Square Enix has quietly launched a ported version of the original 1996 Tomb Raider on the iTunes app store, with support for third-party controllers.

Michelle Starr Science editor
Michelle Starr is CNET's science editor, and she hopes to get you as enthralled with the wonders of the universe as she is. When she's not daydreaming about flying through space, she's daydreaming about bats.
Michelle Starr
2 min read

Square Enix has quietly launched a ported version of the original 1996 Tomb Raider on the iTunes app store — with support for third-party controllers.

(Credit: Square Enix)

Lara Croft may have had a significant overhaul this year, but many of us still hold a special place in our hearts for her rather more polygonal, braid-less (because it was too hard to animate in 1996) forebear.

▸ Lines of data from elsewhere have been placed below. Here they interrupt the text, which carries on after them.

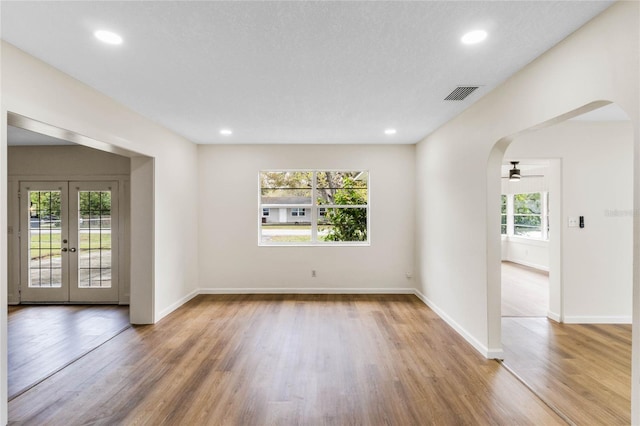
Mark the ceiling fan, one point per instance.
(514, 173)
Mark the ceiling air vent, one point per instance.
(460, 93)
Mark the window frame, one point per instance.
(544, 216)
(312, 210)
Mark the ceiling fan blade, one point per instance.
(523, 176)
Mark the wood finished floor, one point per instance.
(286, 360)
(44, 338)
(525, 291)
(583, 370)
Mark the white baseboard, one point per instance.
(576, 319)
(166, 311)
(486, 352)
(529, 264)
(321, 290)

Square Enix — which bought the IP in 2010 — isn't just sitting around making reboots. Rather than let the original property go to waste, it's quietly been launched on iTunes in Australia and New Zealand — for a very un-Square Enix-like AU$0.99.

It seems that the game's had a few mechanical tweaks — well, it would have had to, having been ported from code originally written for MS-DOS, PlayStation and Sega Saturn to a touchscreen-based interface — but, for all intents and purposes it's the same game, even down to the textures.

The touchscreen controls have been created in a fixed-button interface: D-Pad for movement, first-person camera toggle and walk/run toggle on the left; and action buttons such as shooting, strafing, jumping and flipping on the right. Unfortunately, they're not well implemented at all. While Square Enix might have been trying to retain some authenticity, it simply comes across as frustrating; there's a reason we now have 360-degree movement with a D-Pad instead of tapping left and right to turn and front to move.

The action buttons don't have the best layout, either — the strafe buttons are tiny, and having so many clutters up the screen. On the plus side, the game does have third-party mobile controller support; on the flipside of that, though, some buttons — such as the all-important context-sensitive action button, and the left-strafe button — hadn't been mapped to the Logitech G550 Powershell we tried the game on.

We're hoping, at this point, Square Enix plans to iron out these bugs. Porting beloved original PlayStation titles to mobile is an excellent use of the hardware, and it seems disrespectful of both the title and the fans when it's done poorly.